SGX-Aware Container Orchestration for Heterogeneous Clusters

TL;DR

This paper explores integrating Intel SGX secure enclaves into Kubernetes for heterogeneous cloud clusters, detailing architecture, implementation, and performance evaluation to enhance container security.

Contribution

It introduces a comprehensive architecture and implementation for SGX support in Kubernetes, including scheduler, OS support, and kernel extensions, with real-world performance analysis.

Findings

Successful integration of SGX in Kubernetes environment

Performance trade-offs identified for SGX-enabled containers

Evaluation using Google Borg traces demonstrates practical viability

Abstract

Containers are becoming the de facto standard to package and deploy applications and micro-services in the cloud. Several cloud providers (e.g., Amazon, Google, Microsoft) begin to offer native support on their infrastructure by integrating container orchestration tools within their cloud offering.
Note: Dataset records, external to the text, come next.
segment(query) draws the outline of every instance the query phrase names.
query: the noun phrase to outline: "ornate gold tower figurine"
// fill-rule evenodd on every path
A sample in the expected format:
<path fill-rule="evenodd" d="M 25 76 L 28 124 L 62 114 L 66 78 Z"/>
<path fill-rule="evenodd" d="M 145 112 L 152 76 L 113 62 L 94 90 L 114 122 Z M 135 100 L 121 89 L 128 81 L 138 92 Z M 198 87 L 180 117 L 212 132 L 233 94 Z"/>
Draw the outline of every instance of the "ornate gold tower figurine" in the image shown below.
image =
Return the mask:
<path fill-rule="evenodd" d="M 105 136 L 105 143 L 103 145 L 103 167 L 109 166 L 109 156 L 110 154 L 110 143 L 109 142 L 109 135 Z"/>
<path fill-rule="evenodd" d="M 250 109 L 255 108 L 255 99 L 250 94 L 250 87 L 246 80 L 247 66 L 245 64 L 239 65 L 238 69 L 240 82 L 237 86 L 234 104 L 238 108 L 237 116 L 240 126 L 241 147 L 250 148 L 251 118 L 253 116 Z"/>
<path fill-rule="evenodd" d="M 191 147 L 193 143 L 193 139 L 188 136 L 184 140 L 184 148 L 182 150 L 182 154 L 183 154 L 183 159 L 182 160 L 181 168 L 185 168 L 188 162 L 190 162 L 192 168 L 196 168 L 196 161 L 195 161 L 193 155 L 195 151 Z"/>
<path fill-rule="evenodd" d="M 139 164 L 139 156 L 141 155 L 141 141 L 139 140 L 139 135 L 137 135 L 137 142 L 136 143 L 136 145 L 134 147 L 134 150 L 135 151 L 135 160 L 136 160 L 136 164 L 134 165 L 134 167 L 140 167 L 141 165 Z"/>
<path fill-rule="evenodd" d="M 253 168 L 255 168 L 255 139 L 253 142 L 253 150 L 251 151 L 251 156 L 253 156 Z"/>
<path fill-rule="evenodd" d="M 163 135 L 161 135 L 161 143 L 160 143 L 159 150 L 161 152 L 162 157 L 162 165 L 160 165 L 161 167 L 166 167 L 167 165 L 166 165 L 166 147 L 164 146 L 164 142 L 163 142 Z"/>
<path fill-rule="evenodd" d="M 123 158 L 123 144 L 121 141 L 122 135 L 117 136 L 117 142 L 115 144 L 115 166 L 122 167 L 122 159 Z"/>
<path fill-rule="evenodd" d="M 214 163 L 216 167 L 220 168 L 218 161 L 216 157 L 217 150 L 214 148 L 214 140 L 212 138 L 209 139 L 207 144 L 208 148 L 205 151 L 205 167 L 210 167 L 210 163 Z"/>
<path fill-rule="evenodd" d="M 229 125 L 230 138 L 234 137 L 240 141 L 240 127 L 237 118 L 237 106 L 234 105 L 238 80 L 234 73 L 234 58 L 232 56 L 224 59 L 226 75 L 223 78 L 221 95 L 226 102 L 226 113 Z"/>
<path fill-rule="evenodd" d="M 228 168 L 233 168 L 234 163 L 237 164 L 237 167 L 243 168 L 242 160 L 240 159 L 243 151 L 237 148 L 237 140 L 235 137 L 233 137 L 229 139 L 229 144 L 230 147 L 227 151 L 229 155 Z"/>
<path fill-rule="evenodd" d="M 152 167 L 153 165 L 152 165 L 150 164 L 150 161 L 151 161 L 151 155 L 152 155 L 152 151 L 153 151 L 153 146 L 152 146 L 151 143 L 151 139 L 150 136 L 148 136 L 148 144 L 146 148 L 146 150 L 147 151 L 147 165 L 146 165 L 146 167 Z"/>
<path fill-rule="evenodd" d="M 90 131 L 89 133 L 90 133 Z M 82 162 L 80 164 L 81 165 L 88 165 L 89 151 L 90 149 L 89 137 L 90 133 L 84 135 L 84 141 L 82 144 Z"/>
At the same time, the security guarantees that containers offer to applications remain questionable. Customers still need to trust their cloud provider with respect to data and code integrity. The recent introduction by Intel of Software Guard Extensions (SGX) into the mass market offers an alternative to developers, who can now execute their code in a hardware-secured environment without trusting the cloud provider. This paper provides insights regarding the support of SGX inside Kubernetes, an industry-standard container orchestrator. We present our contributions across the whole stack supporting execution of SGX-enabled containers. We provide details regarding the architecture of the scheduler and its monitoring framework, the underlying operating system support and the required kernel driver extensions. We evaluate our complete implementation on a private cluster using the real-world Google Borg traces. Our experiments highlight the performance trade-offs that will be encountered when deploying SGX-enabled micro-services in the cloud.